As digital technologies make deep inroads into the oil and gas industry, the concept of a ‘digital twin’ is coming under the spotlight as a significant driver of business value. Though coined in 2002 and applied by NASA for its space missions since 2010, the concept’s popularity in the business world is a recent phenomenon.
The ascendance of technologies such as Internet of Things (IoT), data analytics, artificial intelligence (AI) played a key role in bringing the concept to the forefront of business operations and planning, effectively becoming a mainstream topic. The global digital twin market was valued at USD $3.8bn in 2019 and is expected to reach USD $35.8bn by 2025. Gartner predicts that half of all large companies will use some form of one by 2021 – resulting in a 10% improvement in effectiveness.
Fundamentally, a digital twin is a 360-degree digital or virtual copy of a physical asset or product with real-time, two-way communication between the physical and virtual worlds. The digital replica converges geometry, asset information and real time process data of the physical asset/product to create a dynamic, engineering-led business system. This enables companies to optimise operating processes and improve capital investments in the virtual world before applying them in the physical one.
The digital twin has a role to play virtually in every step of the asset lifecycle – from immersive technology in the design phase, to informing the supply chain in the operations phase. In the oil & gas industry, digital twins can be used to simulate ‘what-if’ or ‘what-will’ scenarios to ultimately raise asset productivity, reliability and performance. It enables owners-operators to gather real-time data feeds from sensors in an operational asset to know the exact state and condition, no matter where it is located. They can model drilling and extractions to determine whether virtual equipment designs are feasible. And most important, digital twins can help detect early signs of equipment failure or degradation and move from reacting and responding to a failure to being proactive, which enables planning and implementing corrective maintenance actions before failure occurs and often at much lower cost.
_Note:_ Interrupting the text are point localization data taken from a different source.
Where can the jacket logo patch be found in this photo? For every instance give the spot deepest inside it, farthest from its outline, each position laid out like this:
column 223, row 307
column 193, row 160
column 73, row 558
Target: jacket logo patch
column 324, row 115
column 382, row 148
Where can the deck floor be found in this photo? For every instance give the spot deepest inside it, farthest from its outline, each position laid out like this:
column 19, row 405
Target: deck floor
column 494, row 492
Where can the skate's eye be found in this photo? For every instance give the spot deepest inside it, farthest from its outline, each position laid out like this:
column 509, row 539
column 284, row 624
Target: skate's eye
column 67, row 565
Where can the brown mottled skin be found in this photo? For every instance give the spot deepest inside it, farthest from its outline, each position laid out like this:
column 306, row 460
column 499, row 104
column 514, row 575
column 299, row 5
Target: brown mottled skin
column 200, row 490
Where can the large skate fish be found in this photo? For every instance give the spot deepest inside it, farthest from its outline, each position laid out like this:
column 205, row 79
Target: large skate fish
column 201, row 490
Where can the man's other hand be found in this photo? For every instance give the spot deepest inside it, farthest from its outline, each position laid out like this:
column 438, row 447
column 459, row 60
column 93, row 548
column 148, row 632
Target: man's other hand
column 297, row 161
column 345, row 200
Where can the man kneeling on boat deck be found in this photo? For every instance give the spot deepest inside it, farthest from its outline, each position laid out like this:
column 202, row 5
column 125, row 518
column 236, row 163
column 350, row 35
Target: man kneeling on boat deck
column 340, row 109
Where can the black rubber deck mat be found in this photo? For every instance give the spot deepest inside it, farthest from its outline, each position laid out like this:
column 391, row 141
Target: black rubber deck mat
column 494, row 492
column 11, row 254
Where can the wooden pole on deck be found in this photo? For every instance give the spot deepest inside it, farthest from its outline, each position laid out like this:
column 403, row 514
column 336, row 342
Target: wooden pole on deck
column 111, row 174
Given the above, the digital twin has a direct impact on the industry’s digital transformation agenda. On the flip side, there is no question that it requires additional investment, and not all operators will find it feasible to build a digital twin from scratch and incur all related costs upfront. Costs of developing digital twins will also increase in line with the maturity level of information that’s known about a physical asset and its environment. A more feasible approach would be to look at the digital twin as a roadmap, which can yield increasing financial benefits throughout its evolution. Delivering some tangible benefits in line with the maturity level will reduce uncertainty about the big gains to be made further down the evolutionary path. SNC-Lavalin works closely with oil and gas operators in the Middle East to assess organisation's digital twin maturity level and develop a master digital twin that covers drilling, design, construction, operations, production, sales and analysis activities.
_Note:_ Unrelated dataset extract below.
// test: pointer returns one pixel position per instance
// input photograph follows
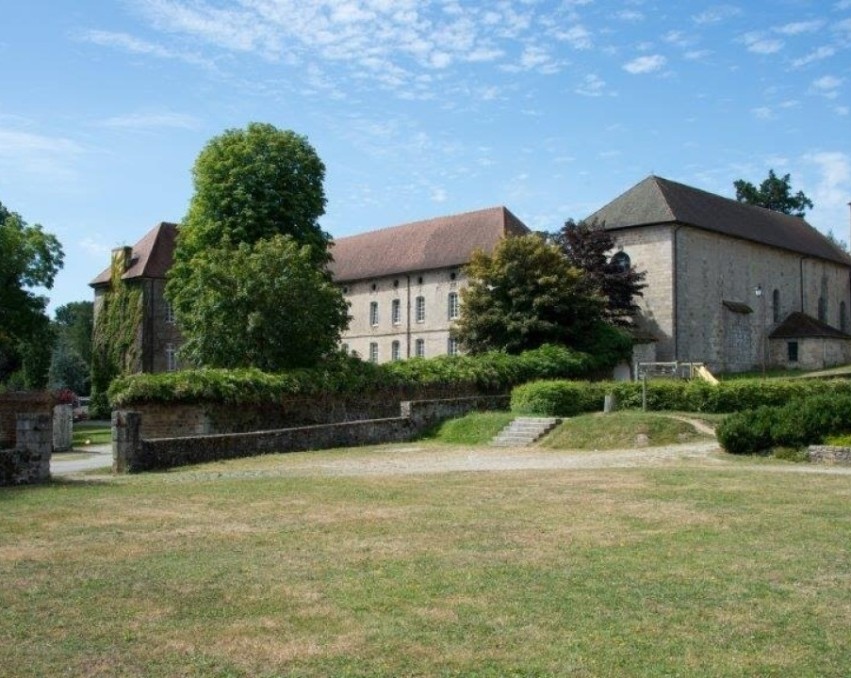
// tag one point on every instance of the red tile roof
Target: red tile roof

Financially, the value of digital twin data should be recognised on the balance sheet, alongside the asset it “twins”. Return on Investment (ROI) is typically calculated by attributing costs to increases in production either by increased throughput or reduced downtime. According to GE Digital, the use of digital twin has seen customers increase reliability from 93% to 99.49% in less than two years, reduce reactive maintenance by 40% in less than one year, contributing to significant maintenance cost savings, and save $360,000 by predicting a power outage in a gas plant.
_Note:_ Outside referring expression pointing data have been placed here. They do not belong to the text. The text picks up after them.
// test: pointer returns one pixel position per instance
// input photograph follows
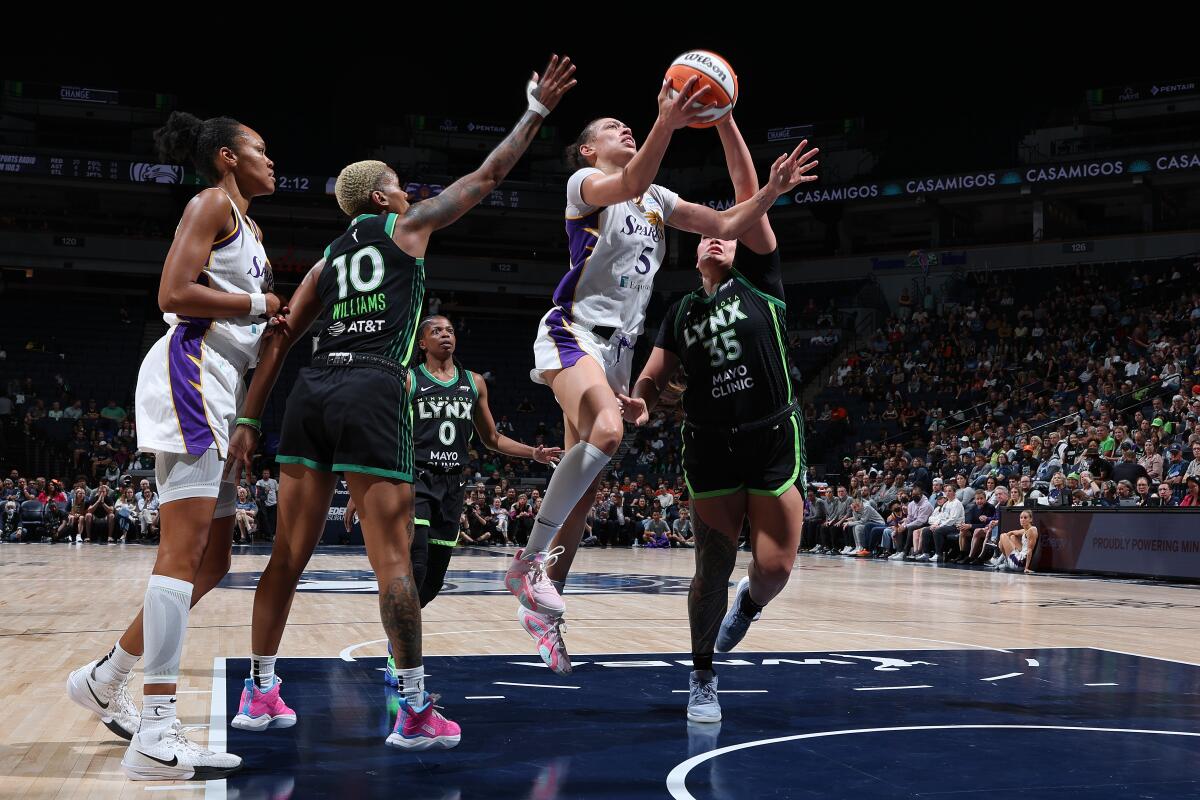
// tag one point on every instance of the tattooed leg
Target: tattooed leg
(383, 506)
(717, 523)
(304, 504)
Beyond the technical challenges, the oil and industry will need to review its work processes to align with new technology tools. For this reason, operational change management remains a key component in the successful implementation of any digital transformation project, and the digital twin is no exception.
The digital twin concept is implicitly built upon a common data environment (CDE), a single source of the truth, where data is the centre of knowledge. While one can start from scratch in greenfield sites, for brownfield sites, it may not be commercially viable to create a wholly new digital twin CDE. In these cases, the more viable option is to build new data sources where needed and create gateways from existing data systems that will allow gathering data together from disparate siloes to create a pseudo CDE.
Undoubtedly, digital twins are an imperative in achieving operational excellence in the oil and gas industry. It is equally important, however, not to get distracted by the hype but to establish a framework that clearly defines goals and outcomes. The digital twin roadmap must focus on creating business value at every step, through better integration across various technical disciplines, organisational functions and key players in the value chain.